Whichever way you look at it, the apocalypse as entertainment is a tough sell. Usually the domain of bands from an Oslo cellar named after something in the Old Testament, Yannis Phillipakis took the impending ecological/cultural/technological crisis as read and turned it into a pair of ambitious concept albums, of which this is the second and final.
Part of being one of the countries biggest bands is in adeptly realising how much license you posess for experimentation. Whereas the first release took a more pragmatic view of what could be brought to the table and not confuse, here the mania of Black Bull shows us that consensus is now someone else’s problem.

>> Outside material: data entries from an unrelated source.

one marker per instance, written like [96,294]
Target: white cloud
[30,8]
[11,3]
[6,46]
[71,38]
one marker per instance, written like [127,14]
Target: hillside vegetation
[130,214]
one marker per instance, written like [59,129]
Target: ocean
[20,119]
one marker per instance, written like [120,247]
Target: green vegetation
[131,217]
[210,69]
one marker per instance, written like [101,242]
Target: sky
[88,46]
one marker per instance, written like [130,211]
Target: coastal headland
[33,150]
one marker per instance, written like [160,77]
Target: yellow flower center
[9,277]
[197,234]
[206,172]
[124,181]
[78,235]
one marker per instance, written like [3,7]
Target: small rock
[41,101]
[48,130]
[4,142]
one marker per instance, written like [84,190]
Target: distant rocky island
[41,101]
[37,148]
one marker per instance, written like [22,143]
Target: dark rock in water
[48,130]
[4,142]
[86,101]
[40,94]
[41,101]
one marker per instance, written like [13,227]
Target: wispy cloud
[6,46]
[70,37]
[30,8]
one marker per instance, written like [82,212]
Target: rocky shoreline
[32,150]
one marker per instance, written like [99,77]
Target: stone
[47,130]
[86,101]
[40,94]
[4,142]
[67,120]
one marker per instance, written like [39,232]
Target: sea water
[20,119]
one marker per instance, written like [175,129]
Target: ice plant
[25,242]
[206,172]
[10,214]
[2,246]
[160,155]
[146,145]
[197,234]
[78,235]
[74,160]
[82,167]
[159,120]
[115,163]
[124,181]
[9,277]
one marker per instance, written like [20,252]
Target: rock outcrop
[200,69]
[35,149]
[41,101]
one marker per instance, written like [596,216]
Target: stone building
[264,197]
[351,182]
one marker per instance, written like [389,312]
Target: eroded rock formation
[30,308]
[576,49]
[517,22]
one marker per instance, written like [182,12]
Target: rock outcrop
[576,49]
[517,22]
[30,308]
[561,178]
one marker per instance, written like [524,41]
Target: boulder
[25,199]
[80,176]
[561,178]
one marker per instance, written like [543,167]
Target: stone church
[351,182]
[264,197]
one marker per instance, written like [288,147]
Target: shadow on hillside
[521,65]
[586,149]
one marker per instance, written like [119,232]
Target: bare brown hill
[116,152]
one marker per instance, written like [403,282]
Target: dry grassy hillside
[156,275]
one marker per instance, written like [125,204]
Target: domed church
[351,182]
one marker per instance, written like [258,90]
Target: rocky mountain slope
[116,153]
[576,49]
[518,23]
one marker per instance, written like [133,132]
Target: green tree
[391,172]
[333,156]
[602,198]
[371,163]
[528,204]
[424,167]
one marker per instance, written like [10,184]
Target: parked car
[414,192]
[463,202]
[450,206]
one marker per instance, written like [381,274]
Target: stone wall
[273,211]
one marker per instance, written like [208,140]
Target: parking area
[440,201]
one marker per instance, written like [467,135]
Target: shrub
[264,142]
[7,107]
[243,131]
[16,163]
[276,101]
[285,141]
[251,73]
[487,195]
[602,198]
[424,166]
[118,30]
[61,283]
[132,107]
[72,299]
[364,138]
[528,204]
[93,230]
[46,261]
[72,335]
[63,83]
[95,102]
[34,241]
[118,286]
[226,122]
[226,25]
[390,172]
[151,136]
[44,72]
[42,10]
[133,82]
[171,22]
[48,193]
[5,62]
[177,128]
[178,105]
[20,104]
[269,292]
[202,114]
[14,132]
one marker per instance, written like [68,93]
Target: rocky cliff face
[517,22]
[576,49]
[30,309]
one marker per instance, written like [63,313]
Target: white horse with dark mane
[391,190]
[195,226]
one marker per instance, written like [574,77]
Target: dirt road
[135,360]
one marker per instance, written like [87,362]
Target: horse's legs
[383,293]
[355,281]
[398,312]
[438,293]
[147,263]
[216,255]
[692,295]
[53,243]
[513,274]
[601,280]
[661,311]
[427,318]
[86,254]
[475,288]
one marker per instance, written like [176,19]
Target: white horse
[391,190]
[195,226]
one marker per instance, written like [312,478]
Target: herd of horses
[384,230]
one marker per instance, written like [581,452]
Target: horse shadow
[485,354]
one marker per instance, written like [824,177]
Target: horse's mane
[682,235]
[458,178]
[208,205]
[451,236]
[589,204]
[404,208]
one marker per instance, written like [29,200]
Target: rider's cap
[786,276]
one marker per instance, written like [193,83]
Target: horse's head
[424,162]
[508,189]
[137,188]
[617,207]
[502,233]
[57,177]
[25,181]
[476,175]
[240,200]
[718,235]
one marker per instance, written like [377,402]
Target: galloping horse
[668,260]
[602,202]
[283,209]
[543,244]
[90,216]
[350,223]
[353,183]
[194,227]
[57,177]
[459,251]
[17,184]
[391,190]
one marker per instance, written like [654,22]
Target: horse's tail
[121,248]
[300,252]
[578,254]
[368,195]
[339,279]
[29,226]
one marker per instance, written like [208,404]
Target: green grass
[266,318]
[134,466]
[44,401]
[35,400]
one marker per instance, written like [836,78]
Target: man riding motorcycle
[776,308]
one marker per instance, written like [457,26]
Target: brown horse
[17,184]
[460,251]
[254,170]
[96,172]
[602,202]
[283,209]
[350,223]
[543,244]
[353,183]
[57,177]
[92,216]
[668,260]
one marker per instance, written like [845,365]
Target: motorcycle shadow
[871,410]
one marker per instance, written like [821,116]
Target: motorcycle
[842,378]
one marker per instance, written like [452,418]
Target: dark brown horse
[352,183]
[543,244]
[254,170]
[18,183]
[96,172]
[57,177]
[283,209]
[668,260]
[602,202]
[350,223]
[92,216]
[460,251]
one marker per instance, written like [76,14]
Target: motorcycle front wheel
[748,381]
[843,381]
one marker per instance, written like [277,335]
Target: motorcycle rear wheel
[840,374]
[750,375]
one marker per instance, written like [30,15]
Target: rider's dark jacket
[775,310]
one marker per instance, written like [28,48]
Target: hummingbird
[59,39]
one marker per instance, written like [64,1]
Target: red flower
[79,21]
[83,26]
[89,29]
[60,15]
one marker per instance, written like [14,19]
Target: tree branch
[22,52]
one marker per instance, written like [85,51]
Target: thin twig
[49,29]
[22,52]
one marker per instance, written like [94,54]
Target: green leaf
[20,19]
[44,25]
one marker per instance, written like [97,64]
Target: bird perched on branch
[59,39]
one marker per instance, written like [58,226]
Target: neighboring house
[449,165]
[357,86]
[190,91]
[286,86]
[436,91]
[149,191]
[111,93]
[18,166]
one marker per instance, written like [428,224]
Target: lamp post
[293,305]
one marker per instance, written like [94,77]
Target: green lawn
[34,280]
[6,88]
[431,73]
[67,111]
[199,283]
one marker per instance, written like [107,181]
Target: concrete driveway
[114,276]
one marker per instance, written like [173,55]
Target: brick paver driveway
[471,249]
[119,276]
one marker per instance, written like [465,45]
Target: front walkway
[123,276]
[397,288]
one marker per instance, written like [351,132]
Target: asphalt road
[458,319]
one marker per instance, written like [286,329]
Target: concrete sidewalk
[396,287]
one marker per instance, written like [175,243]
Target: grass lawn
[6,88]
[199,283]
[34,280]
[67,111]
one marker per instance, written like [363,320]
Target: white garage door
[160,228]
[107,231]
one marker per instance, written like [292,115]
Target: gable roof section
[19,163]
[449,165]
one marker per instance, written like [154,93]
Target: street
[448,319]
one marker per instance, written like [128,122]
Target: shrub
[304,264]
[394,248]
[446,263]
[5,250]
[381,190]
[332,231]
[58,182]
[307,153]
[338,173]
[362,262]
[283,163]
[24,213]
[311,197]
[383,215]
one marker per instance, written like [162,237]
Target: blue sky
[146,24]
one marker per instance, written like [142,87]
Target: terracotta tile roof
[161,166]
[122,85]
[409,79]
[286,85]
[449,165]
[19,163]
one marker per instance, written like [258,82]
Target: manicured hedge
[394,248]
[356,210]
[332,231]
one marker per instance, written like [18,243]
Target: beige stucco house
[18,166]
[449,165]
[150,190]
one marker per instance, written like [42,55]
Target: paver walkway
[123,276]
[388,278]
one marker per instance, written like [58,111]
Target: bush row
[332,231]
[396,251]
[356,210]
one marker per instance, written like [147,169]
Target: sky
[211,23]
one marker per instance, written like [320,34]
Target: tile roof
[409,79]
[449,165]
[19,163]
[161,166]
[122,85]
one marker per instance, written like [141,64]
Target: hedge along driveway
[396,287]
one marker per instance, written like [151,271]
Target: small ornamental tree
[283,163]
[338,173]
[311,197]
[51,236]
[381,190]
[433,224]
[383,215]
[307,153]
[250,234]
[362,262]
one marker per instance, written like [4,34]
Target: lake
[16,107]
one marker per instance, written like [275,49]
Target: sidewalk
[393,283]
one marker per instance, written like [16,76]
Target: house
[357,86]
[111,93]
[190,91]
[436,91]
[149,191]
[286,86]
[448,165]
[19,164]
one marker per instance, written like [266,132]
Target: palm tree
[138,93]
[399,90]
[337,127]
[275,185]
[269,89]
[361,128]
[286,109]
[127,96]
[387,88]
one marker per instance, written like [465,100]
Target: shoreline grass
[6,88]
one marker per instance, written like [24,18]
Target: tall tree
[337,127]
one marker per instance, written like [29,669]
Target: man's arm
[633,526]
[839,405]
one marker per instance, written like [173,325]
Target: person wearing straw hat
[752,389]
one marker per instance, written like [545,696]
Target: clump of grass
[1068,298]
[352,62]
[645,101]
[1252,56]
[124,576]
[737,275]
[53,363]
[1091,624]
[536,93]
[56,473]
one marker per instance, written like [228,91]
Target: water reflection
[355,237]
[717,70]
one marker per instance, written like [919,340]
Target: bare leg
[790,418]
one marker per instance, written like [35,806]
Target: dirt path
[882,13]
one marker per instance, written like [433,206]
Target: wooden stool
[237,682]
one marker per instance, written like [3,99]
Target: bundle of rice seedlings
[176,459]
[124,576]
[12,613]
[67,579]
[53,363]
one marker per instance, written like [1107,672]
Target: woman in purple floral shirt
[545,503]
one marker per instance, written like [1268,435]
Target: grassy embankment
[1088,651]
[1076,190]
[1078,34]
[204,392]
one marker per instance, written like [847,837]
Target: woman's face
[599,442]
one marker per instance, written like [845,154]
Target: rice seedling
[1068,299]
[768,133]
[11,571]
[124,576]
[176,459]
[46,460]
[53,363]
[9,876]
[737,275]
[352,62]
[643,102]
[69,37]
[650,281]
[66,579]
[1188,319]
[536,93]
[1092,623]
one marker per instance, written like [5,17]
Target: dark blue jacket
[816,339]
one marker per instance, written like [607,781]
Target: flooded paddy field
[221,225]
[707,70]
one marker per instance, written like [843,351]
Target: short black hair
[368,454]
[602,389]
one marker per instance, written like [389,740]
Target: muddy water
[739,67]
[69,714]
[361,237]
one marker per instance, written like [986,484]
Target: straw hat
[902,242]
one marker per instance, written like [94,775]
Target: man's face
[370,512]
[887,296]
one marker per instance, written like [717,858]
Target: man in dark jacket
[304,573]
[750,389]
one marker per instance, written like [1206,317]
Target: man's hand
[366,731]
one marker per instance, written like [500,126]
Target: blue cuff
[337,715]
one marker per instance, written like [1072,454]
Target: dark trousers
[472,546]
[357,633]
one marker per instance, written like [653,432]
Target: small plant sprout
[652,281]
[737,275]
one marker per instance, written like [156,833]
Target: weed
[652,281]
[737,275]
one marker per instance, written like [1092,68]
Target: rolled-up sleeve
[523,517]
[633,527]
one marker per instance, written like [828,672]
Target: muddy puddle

Is this a new Foals, driven by primal fear, or just one in a slightly less comfortable skin? Although there are other snatches of leash-off power over grain – notably on 10,000 Feet and The Runner – the answer is the latter. If anything, once the paranoia evaporates the real feature is the album’s lack of extremes, ten minute closer Neptune the sort of epic peak and trough journey they’ve been delivering in one format or another for more than a decade.
Phillipakkis uses Everything Not Saved Will Be Lost Part 2 to both prove his and Foals creative resourcefulness and fulfill their ambitions; it’s a test passed, although the exact question they were trying to answer remains obscured. How it will be judged in years to come – and whether we’ll all be saved or lost – remains anyone’s guess.